In [13]:
import sys
from common.path_utils import get_src_path, get_data_path
sys.path.append(str(get_src_path()))


from common.datatypes import ForecastingQuestion_stripped, ForecastingQuestion
import json

# llm_forecasting imports
from forecasters.llm_forecasting.prompts.prompts import PROMPT_DICT
from forecasters.llm_forecasting.utils.time_utils import get_todays_date, subtract_days_from_date
from forecasters.llm_forecasting import ranking, summarize, ensemble



### Load Data

In [16]:
data = []
with open(get_data_path() / "fq/real/questions_cleaned_formatted.jsonl", "r") as file:
    for line in file:
        data.append(json.loads(line))

In [18]:
sample_question = data[0]
print(sample_question['title'])
print(sample_question)

Will SpaceX land people on Mars before 2030?
{'id': 'bd976cc6-e170-4e47-a8d7-9e2f7baed9c7', 'title': 'Will SpaceX land people on Mars before 2030?', 'body': 'Resolution Criteria\nThis question will resolve as Yes if a SpaceX-branded mission successfully lands one or more living human beings on the surface of Mars before 2030. The landing itself of the human crew on Mars must occur before January 1, 2030, 00:00 UTC.\nAt least one person aboard the lander must survive the landing, however it is not necessary for the person to survive long-term or make a return trip to Earth, nor is it necessary for the mission to intend a return or long-term survival.\nA "SpaceX-branded" mission is defined to mean that the SpaceX-associated logos on the spacecraft involved (both the boosters and the Mars-bound craft) have a larger surface area than the logos of any other entity\n', 'resolution_date': '2029-12-31 00:00:00+00:00', 'question_type': 'binary', 'data_source': 'metaculus', 'url': 'https://www.m

In [20]:
fq = ForecastingQuestion(**sample_question)

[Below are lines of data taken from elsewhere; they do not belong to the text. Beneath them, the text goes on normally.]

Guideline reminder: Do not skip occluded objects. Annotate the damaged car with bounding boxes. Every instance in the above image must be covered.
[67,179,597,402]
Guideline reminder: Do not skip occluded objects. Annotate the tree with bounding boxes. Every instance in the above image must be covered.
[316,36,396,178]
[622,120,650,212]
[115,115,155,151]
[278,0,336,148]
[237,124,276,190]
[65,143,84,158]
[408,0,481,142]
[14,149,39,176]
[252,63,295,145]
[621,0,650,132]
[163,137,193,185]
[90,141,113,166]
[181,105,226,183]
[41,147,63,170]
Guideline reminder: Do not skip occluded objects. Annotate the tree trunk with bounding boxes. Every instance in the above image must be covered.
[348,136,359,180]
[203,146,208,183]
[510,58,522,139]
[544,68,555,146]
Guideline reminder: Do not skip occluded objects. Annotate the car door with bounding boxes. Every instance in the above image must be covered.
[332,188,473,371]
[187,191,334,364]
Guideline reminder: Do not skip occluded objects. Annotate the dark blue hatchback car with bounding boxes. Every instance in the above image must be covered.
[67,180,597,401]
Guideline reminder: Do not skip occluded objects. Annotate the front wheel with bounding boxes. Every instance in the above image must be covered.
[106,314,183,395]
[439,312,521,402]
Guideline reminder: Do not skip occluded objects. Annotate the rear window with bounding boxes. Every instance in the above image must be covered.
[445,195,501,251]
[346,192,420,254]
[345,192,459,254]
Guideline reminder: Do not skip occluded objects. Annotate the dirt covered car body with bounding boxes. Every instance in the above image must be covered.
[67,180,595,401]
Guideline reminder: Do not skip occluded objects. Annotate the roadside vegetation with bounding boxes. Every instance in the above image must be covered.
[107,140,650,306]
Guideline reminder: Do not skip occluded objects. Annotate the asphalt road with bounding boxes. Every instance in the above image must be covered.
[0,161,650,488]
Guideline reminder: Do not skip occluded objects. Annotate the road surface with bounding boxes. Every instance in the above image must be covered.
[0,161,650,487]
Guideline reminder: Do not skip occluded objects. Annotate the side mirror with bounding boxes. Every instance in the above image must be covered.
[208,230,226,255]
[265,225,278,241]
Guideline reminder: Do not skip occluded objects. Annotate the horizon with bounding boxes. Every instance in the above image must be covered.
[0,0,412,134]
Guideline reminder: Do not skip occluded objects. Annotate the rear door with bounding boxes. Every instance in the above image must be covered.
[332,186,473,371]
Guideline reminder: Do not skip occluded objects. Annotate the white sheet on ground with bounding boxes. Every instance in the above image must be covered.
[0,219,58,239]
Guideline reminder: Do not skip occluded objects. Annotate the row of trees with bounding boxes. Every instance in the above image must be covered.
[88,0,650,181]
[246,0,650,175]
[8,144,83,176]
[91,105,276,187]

### Testing "Advanced Forecaster"

In [25]:
from forecasters.advanced_forecaster import AdvancedForecaster
af = AdvancedForecaster(MAX_WORDS_NEWSCATCHER=5, MAX_WORDS_GNEWS=8, BASE_REASONING_MODEL_NAMES=["gpt-3.5-turbo-1106", "gpt-3.5-turbo-1106"])

Loading AdvancedForecaster...
Overriding retrieval_config: MAX_WORDS_NEWSCATCHER=5
Overriding retrieval_config: MAX_WORDS_GNEWS=8
Overriding reasoning_config: BASE_REASONING_MODEL_NAMES:=['gpt-3.5-turbo-1106', 'gpt-3.5-turbo-1106']
Initialized forecaster with settings:


In [27]:
final_prob = await af.call_async(sentence=fq)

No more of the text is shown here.